Americans have not wanted to hear this story, partly because it goes against the cherished national narrative that education and hard work are the tickets to success in America. Many people continue to cite bad individual decisions or ill-founded notions of personal or group deficits as the reasons for widespread racial inequality, rather than discrimination that’s baked into America’s economic pie.

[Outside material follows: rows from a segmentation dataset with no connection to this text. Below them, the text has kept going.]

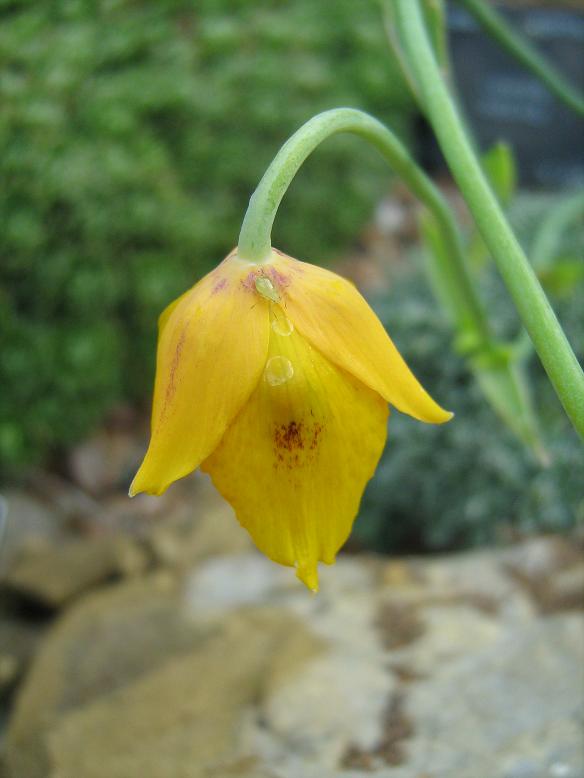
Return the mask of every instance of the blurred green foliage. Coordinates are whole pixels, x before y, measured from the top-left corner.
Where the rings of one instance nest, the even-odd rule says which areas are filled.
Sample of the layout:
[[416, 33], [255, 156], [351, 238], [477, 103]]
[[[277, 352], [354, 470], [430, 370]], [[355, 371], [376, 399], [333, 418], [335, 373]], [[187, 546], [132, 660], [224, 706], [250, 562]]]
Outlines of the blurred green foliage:
[[[405, 129], [410, 110], [376, 5], [353, 0], [4, 2], [0, 101], [5, 474], [149, 396], [158, 314], [232, 248], [303, 121], [348, 104]], [[322, 261], [387, 177], [327, 143], [275, 244]]]
[[[556, 202], [557, 196], [520, 195], [511, 207], [528, 252]], [[561, 263], [578, 251], [582, 263], [582, 246], [580, 221], [557, 235], [554, 256]], [[571, 278], [568, 293], [564, 287], [555, 295], [552, 285], [547, 291], [584, 361], [584, 279]], [[477, 280], [497, 335], [516, 337], [517, 315], [493, 267], [484, 268]], [[390, 295], [372, 302], [416, 376], [455, 418], [432, 426], [392, 413], [387, 447], [365, 492], [355, 538], [392, 553], [452, 550], [584, 522], [584, 449], [537, 357], [529, 359], [528, 379], [549, 467], [535, 461], [499, 420], [454, 353], [452, 330], [423, 273], [398, 275]]]

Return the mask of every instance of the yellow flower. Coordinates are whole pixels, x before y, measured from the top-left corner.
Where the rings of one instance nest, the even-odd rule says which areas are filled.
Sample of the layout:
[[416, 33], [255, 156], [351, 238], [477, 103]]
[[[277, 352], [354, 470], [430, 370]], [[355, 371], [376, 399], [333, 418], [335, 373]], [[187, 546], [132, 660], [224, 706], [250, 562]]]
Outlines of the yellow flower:
[[130, 487], [161, 494], [200, 467], [270, 559], [318, 589], [383, 451], [388, 403], [452, 414], [420, 386], [348, 281], [234, 250], [159, 320], [152, 437]]

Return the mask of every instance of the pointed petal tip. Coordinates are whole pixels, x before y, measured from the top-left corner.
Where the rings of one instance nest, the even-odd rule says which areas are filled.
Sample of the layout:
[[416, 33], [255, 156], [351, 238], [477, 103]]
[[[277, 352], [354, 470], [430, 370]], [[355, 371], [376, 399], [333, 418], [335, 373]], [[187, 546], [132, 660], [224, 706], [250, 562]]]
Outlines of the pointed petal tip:
[[296, 577], [302, 581], [312, 594], [318, 592], [318, 570], [316, 563], [311, 566], [299, 566], [296, 569]]

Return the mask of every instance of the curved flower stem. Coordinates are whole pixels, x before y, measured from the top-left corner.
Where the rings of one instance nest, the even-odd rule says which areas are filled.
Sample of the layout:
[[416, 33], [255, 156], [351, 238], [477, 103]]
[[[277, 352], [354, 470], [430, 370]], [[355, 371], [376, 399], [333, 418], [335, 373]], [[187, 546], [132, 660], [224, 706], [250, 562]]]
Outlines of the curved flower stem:
[[448, 260], [443, 264], [441, 273], [450, 290], [457, 320], [477, 346], [488, 343], [487, 319], [470, 280], [461, 238], [450, 208], [401, 141], [381, 122], [362, 111], [336, 108], [318, 114], [282, 146], [251, 197], [239, 235], [239, 256], [260, 263], [270, 258], [272, 225], [292, 179], [320, 143], [341, 132], [358, 135], [375, 146], [434, 215], [449, 248]]
[[584, 438], [584, 373], [491, 191], [440, 77], [418, 0], [395, 0], [405, 54], [427, 117], [521, 320], [572, 424]]
[[484, 0], [456, 0], [471, 13], [500, 46], [536, 75], [558, 100], [584, 116], [584, 97], [539, 51], [507, 24], [506, 19]]

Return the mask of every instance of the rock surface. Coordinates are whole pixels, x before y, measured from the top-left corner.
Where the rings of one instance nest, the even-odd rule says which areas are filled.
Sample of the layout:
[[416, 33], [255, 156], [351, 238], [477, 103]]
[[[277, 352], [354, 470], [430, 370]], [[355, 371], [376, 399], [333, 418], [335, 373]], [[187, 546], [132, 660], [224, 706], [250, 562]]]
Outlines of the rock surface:
[[64, 610], [15, 699], [8, 778], [582, 778], [575, 540], [341, 557], [308, 593], [222, 505]]

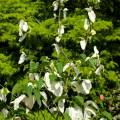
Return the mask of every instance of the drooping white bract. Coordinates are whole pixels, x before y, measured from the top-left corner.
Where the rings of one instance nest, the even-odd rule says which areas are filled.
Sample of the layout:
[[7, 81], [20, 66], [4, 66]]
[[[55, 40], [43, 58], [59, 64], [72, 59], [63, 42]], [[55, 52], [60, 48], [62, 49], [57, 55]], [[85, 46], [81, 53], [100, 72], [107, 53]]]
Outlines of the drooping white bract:
[[58, 102], [58, 108], [60, 110], [61, 113], [64, 113], [64, 109], [65, 109], [65, 99], [59, 100]]
[[22, 54], [20, 55], [20, 59], [18, 61], [18, 64], [22, 64], [24, 63], [24, 61], [26, 60], [26, 54], [24, 52], [22, 52]]
[[50, 73], [46, 72], [44, 76], [44, 81], [47, 86], [47, 89], [52, 92], [55, 96], [61, 96], [63, 93], [63, 81], [59, 82], [50, 82], [49, 78]]
[[85, 50], [86, 45], [87, 45], [87, 41], [84, 38], [81, 38], [81, 41], [80, 41], [81, 49]]
[[83, 80], [82, 81], [81, 91], [83, 94], [89, 94], [91, 88], [92, 88], [92, 84], [91, 84], [90, 80]]
[[66, 19], [67, 11], [68, 11], [67, 8], [64, 8], [64, 9], [63, 9], [63, 18], [64, 18], [64, 19]]
[[53, 44], [53, 46], [55, 46], [55, 50], [56, 50], [57, 54], [59, 55], [59, 53], [60, 53], [59, 46], [57, 44], [55, 44], [55, 43]]
[[58, 1], [54, 1], [52, 5], [54, 7], [54, 11], [57, 11], [58, 10], [58, 5], [59, 5]]
[[96, 15], [95, 15], [92, 7], [86, 8], [86, 10], [87, 10], [87, 12], [88, 12], [88, 17], [89, 17], [90, 21], [91, 21], [92, 23], [94, 23], [94, 22], [95, 22], [95, 19], [96, 19]]
[[89, 20], [86, 18], [85, 21], [84, 21], [84, 29], [88, 30], [89, 27], [90, 27], [90, 23], [89, 23]]
[[61, 36], [61, 35], [63, 35], [64, 34], [64, 28], [65, 28], [65, 26], [64, 25], [61, 25], [59, 28], [58, 28], [58, 34]]
[[5, 118], [8, 116], [9, 111], [8, 111], [6, 108], [3, 108], [3, 109], [1, 110], [1, 112], [2, 112], [2, 114], [4, 115]]
[[82, 109], [79, 107], [69, 107], [66, 112], [70, 116], [71, 120], [84, 120]]
[[21, 102], [23, 99], [25, 99], [25, 97], [26, 97], [26, 96], [23, 94], [23, 95], [19, 96], [18, 98], [16, 98], [14, 101], [11, 102], [12, 104], [14, 104], [14, 110], [17, 110], [17, 109], [19, 108], [20, 102]]
[[92, 58], [98, 57], [99, 56], [99, 51], [96, 46], [94, 46], [94, 54], [92, 55]]
[[100, 66], [97, 68], [97, 70], [95, 71], [95, 74], [96, 74], [96, 75], [100, 75], [101, 70], [104, 70], [104, 66], [103, 66], [103, 65], [100, 65]]
[[98, 109], [97, 104], [95, 102], [91, 101], [91, 100], [88, 100], [88, 101], [85, 102], [85, 107], [87, 107], [87, 106], [92, 106], [95, 109]]
[[14, 120], [22, 120], [22, 119], [21, 119], [21, 117], [16, 116], [16, 117], [14, 118]]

But as Duke University economist William Darity explains, “wealth is both a safety net and a trampoline.” It helps you weather the hard times, and it gives you the freedom to take risks. The 2008 economic collapse disproportionately hit the wealth of Black Americans, Darity’s research shows, and by 2013, Black median family wealth had sunk to $13,487, from $24,318 in 2007. Many never recovered.

Now comes the coronavirus. Which, Darity finds, is on track to widen the wealth gap even more.

This should be intolerable in America, which is why Black Lives Matter protesters are increasingly demanding an end to both police brutality and economic injustice. But how to fix a problem like wealth disparity that is centuries in the making? Some argue for reparations in the form of direct payments. Others point to policies that would help level the playing field at birth, like the idea of “baby bonds,” (a centerpiece of Sen. Cory Booker’s recent presidential run) in which the federal government would create a trust account for every newborn to be used at adulthood for asset-building activities.

Tackling such a long-term and insidious problem will likely take more than one solution or intervention. It could include major fixes such as making college and health care more affordable, expanding Social Security and tackling racist economic practices in all their devilish forms — from unfair housing policies to credit score discrimination.

Fundamentally, Americans have to face a hard truth that alters the story of who we are. We have not been a society in which everyone has an equal opportunity for life, liberty and the pursuit of happiness. But we still have a chance to be.

We may not be able to change the beginning of the story — but we can change how it goes from here.